By Jonny Lupsha, Wondrium Staff Writer
Archaeologists recently recovered the mural of a water deity that was created on the side of an ancient adobe temple by the early Cupisnique culture, dating back over three millennia. Where did this mysterious pre-Columbian culture originate?
An artistic culture in northern Peru known as sprang up around 1200 BCE. It was known for its beautiful, ornate pottery, especially its stirrup-spout bottles and pots. Spider gods and a fanged deity regularly adorned the works of art. The Cuspisnique artists and their culture remained a mystery until the 1972 discovery of an archaeological complex located on the northern coast of Peru, called Caballo Muerto.
Archaeologists recently found an ancient mural in northern Peru, likely Cupisnique in origin, depicting a knife-wielding spider god associated with rain and fertility.
In his video series Lost Worlds of South America, Dr. Edwin Barnhart, Director of the Maya Exploration Center, discussed the pre-Columbian indigenous culture of the Cupisnique and its origins.
Tip Me Over and Pour Me Out
According to UNESCO’s World Heritage Centre, Chavín de Huántar is an archaeological site in Peru dating back to 1500 BCE that also gave its name to an artistic culture that was born there. Its influence spread along the West Coast of South America.
“Chavín’s influence was clear in the coastal valleys from a long-known form of pottery we call Cupisnique,” Dr. Barnhart said. “These were beautiful pieces in a very, very distinctive form. The form is termed a ‘stirrup vessel’—it has a bulbous bottom, but then on top it has this spout that’s shaped like a stirrup, so it comes up at two points and then up to a final neck that allows liquid to be poured out of it.”
According to Dr. Barhnart, their unique form had never been seen before, but subsequently appeared again and again through the time of the Incas. To make matters more mysterious, even though the Cupisnique pottery wasn’t Chavín-made, the Chavín influence is there; and furthermore, antiquities markets were flooded with Cupisnique artwork, but nobody knew where it had come from. For decades of archaeological study, the only clue to its origins was its Amazonian-inspired religious imagery.
“In 1972, the site of Caballo Muerto was found in the upper Moche Valley,” Dr. Barnhart said. “Caballo Muerto, which means dead horse, started around 2000 BCE, just as the pre-ceramic cities of Norte Chico were being abandoned.”
One of the most notable features of Caballo Muerto is that its buildings are arranged in a u-shaped complex, which was a trademark of Chavín de Huántar and other sites built in its influence, though Chavín was much further south. Additionally, Caballo Muerto’s largest building features 12 enormous images of the fanged deity on its façade, which also largely came from Chavín.

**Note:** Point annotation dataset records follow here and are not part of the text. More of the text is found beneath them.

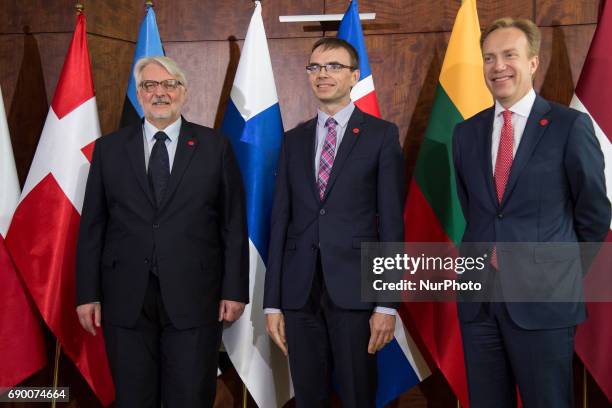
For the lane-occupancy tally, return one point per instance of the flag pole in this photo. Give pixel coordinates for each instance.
(585, 402)
(58, 350)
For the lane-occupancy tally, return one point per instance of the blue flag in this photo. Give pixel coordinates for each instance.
(148, 44)
(400, 363)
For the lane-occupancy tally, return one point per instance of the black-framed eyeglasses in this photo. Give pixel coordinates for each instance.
(167, 84)
(331, 67)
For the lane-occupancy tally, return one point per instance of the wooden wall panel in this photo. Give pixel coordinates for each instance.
(566, 12)
(398, 16)
(211, 66)
(563, 53)
(401, 16)
(114, 18)
(111, 61)
(490, 10)
(39, 15)
(11, 54)
(219, 20)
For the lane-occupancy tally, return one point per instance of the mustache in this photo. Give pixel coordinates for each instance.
(160, 100)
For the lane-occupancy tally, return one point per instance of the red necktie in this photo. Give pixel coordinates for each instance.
(327, 156)
(503, 164)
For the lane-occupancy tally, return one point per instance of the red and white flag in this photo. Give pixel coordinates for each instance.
(22, 347)
(594, 96)
(43, 234)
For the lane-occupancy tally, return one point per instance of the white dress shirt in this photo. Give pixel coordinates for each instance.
(341, 117)
(520, 113)
(172, 131)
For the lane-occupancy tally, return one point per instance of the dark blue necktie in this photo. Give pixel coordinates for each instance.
(159, 167)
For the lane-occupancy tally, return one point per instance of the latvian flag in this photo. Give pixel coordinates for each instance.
(400, 364)
(594, 96)
(253, 123)
(148, 44)
(43, 233)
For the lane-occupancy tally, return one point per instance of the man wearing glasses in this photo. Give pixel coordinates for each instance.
(162, 255)
(340, 183)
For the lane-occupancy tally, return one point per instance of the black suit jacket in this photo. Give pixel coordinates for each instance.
(198, 233)
(363, 203)
(556, 193)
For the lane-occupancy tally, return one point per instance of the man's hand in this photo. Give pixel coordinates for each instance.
(90, 316)
(230, 310)
(276, 330)
(382, 327)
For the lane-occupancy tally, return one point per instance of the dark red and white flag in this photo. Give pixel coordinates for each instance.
(22, 347)
(594, 96)
(43, 233)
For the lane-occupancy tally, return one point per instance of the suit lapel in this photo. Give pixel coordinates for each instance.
(134, 145)
(348, 142)
(187, 143)
(485, 132)
(531, 136)
(309, 146)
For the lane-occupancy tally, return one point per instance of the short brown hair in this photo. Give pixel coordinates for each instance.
(330, 43)
(528, 27)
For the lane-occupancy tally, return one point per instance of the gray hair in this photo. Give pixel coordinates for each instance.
(167, 63)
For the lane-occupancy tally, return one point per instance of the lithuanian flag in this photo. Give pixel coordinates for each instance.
(433, 212)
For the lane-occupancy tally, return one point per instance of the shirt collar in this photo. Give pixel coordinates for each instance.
(172, 130)
(522, 107)
(342, 116)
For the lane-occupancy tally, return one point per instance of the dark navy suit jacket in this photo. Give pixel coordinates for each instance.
(363, 203)
(198, 233)
(556, 193)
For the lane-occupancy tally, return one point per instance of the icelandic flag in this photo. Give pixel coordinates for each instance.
(148, 44)
(363, 93)
(253, 123)
(400, 364)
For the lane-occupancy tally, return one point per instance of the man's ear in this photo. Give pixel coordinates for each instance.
(534, 63)
(355, 76)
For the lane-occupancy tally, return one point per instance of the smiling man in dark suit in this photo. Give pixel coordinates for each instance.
(162, 254)
(528, 171)
(340, 183)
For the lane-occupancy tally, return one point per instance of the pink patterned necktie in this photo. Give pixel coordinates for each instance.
(327, 156)
(503, 164)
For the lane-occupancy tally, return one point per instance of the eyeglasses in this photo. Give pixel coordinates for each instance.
(167, 84)
(334, 67)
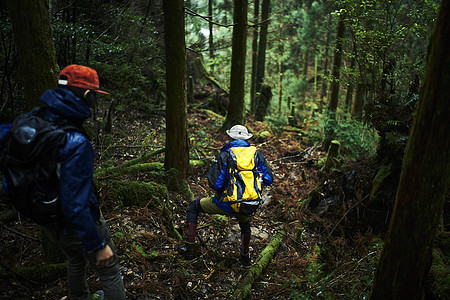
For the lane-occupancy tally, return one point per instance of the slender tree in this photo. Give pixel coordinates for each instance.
(177, 143)
(235, 113)
(261, 65)
(335, 84)
(337, 61)
(35, 49)
(424, 181)
(211, 39)
(255, 32)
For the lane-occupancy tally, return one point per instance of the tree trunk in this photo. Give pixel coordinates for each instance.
(323, 93)
(210, 38)
(263, 102)
(337, 65)
(35, 49)
(359, 101)
(261, 65)
(177, 142)
(424, 181)
(244, 289)
(255, 32)
(332, 107)
(235, 113)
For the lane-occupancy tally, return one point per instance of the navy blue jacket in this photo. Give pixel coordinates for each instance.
(79, 203)
(223, 178)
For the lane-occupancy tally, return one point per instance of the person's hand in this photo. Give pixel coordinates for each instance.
(104, 257)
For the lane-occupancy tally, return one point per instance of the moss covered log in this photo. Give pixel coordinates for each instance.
(135, 193)
(245, 288)
(126, 166)
(39, 273)
(332, 156)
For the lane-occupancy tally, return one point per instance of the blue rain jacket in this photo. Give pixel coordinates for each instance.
(79, 203)
(223, 178)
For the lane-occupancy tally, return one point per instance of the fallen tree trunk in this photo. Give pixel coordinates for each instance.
(244, 289)
(131, 162)
(47, 273)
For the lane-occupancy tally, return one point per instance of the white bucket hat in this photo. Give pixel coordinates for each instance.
(239, 132)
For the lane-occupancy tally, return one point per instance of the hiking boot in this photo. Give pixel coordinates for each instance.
(245, 260)
(187, 250)
(98, 295)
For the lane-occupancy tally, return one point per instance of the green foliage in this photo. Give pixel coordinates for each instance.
(357, 138)
(121, 49)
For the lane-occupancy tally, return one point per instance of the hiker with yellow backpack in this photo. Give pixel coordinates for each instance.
(237, 175)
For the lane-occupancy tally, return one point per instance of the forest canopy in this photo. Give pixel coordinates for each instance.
(304, 76)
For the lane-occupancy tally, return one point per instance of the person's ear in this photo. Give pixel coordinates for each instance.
(90, 98)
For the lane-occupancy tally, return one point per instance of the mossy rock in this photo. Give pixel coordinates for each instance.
(440, 281)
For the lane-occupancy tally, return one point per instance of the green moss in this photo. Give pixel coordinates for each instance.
(439, 273)
(220, 221)
(134, 193)
(383, 174)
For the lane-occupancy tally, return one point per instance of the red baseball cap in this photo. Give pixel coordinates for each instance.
(80, 76)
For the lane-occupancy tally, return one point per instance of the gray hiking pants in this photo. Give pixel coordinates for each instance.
(78, 262)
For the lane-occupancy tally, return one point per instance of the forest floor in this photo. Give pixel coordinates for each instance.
(328, 252)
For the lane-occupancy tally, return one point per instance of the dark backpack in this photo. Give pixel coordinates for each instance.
(30, 165)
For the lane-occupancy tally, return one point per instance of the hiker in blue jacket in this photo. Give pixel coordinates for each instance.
(219, 178)
(85, 237)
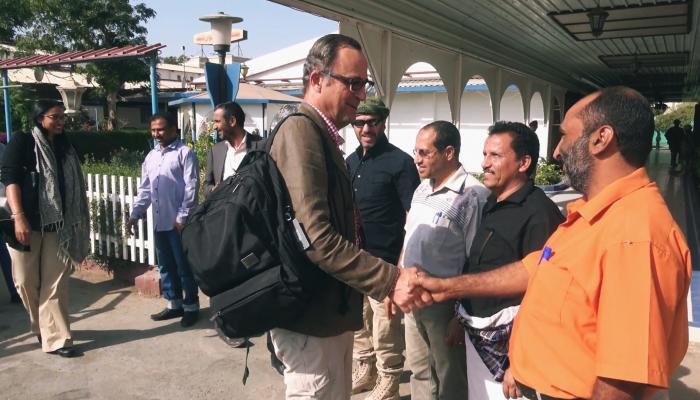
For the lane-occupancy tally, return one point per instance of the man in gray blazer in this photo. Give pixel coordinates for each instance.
(225, 156)
(316, 349)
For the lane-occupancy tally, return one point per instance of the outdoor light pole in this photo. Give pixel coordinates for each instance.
(6, 94)
(221, 39)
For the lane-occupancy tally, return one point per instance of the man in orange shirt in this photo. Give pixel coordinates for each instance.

“It started as just any other early ceramic city, but late in its lifespan it started producing the kind of Chavín-inspired art that we call Cupisnique style.”
In other words, at least some pocket of the Chavín de Huántar culture in southern coastal Peru managed to make its way far to the north during the establishment of the site now known as Caballo Muerto, which was only rediscovered by archaeologists in 1972. There, thousands of years ago, they at least helped build the site, if not having constructed it themselves, bringing the spiders and fanged deity with them. They eventually settled into making beautiful Cupisnique pottery, but—it seems—not before creating an enormous mural to a spider god that wouldn’t be found until the 21st century CE.
This elaborate reconstruction of human history is just one of the joys of archaeology and history.